Candidates should consider sticking to ground transportation until after Election Day


30 Oct 2002
Democratic U.S.Senator - a High-Risk Profession

My first thought upon hearing of Democratic U.S. Sen. from Minnesota Paul Wellstone's death in a private plane crash on 25 Oct 2002 was to wonder, "Was Wellstone in a tight race for reelection?" and "Was Wellstone beginning to lose ground?" A minute later, the radio answered the first question in the affirmative. Whether he was losing ground is more conjectural, but Wellstone's defeat of Coleman, his Republican challenger, was by no means assured.

Two years ago, Democrat Mel Carnahan died (in a plane crash) weeks before the election in which he was challenging incumbent Republican U.S. Senator from Missouri John Ashcroft. Ashcroft appeared to have been leading, but the Governor promised to appoint Mel's wife, Jean Carnahan, to replace the dead man if Mel won. The sympathy vote carried Jean to the Senate where she has been the perfect incompetent stooge for the Democrats ever since.

Three weeks ago, the morally bereft incumbent Democratic U.S. Senator from New Jersey, Robert Torricelli, bowed out of his reelection bid under pressure from the Democratic Party. Torricelli's ethics violations might well have forced him from the Senate even if he evaded prison. Ignoring statute, a New Jersey Court permitted the Democrats to substitute a possible winner, retired Sen. Frank Lautenberg, to replace obvious loser Torricelli on the ballot.

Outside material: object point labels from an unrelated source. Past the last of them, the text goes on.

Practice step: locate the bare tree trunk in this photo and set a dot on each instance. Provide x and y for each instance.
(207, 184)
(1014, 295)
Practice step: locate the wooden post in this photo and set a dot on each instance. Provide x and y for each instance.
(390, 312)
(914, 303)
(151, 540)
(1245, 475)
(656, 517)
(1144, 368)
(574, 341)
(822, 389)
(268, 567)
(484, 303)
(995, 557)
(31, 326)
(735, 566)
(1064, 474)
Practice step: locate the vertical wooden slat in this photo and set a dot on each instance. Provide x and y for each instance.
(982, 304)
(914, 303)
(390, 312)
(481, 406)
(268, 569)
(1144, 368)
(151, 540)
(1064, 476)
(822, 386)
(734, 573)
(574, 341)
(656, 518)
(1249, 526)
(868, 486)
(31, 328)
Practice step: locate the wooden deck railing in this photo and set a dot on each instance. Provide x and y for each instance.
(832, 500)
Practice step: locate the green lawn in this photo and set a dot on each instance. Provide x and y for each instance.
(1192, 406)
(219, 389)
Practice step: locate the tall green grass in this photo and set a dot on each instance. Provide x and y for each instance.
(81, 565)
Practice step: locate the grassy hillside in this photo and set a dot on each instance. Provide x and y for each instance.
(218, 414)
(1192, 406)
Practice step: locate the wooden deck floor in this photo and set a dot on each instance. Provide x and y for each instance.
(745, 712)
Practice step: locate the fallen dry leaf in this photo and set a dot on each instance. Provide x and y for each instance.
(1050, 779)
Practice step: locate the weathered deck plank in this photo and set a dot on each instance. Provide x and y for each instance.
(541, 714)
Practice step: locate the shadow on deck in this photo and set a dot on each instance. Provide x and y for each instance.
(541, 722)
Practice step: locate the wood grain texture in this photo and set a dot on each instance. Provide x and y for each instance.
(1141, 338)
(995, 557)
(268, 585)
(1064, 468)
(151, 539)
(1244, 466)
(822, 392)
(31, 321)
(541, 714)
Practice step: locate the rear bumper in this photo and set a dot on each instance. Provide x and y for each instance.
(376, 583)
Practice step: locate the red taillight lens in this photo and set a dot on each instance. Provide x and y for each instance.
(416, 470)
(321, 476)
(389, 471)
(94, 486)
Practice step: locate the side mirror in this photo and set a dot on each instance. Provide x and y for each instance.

This isn't tag wrestling. Substituting for a loser at the last minute is not only questionable democratics, it also raises practical questions of how to get rid of your losing candidate. Torricelli could probably sense the wind and quit before someone could arrange him a one-way plane trip to nowhere.

Republican candidates who are leading their opponents might also pay attention to the possibility that their unexpected demises might serve the Democrats just as well as the removals of trailing Democrats. Each should consider sticking to ground transportation until after Election Day. *

* This line of thought arguably says more about me than about the Democrats, but I didn't create my low opinion of the Democrats by myself; the Democrats provided it:

  • This is the party for which poverty is an enterprise.
  • This is the party of liars that refers to tax reduction as "giving money to the rich", claims that killing Bush's judicial nominees in committee is "Advice and Consent", and has accused Republicans of shutting down Social Security and taking away school lunches.
  • This is the party that, rather than lose any power, defended Bill Clinton, a president who took campaign contributions from the Army of the People's Republic of China and molested interns.
  • Recently, the Democrats have been caught forging absentee ballots on Indian reservations in South Dakota and filling out ballots for the insane in Milwaukee.
  • The Democrats routinely attack any regulation to curb voter fraud as "minority intimidation."
  • They attack almost any opposition to social spending as "racism."
  • For two years, the Democrats have been saying that they won the vote in Florida in 2000 and that George W. Bush is not actually President of the United States!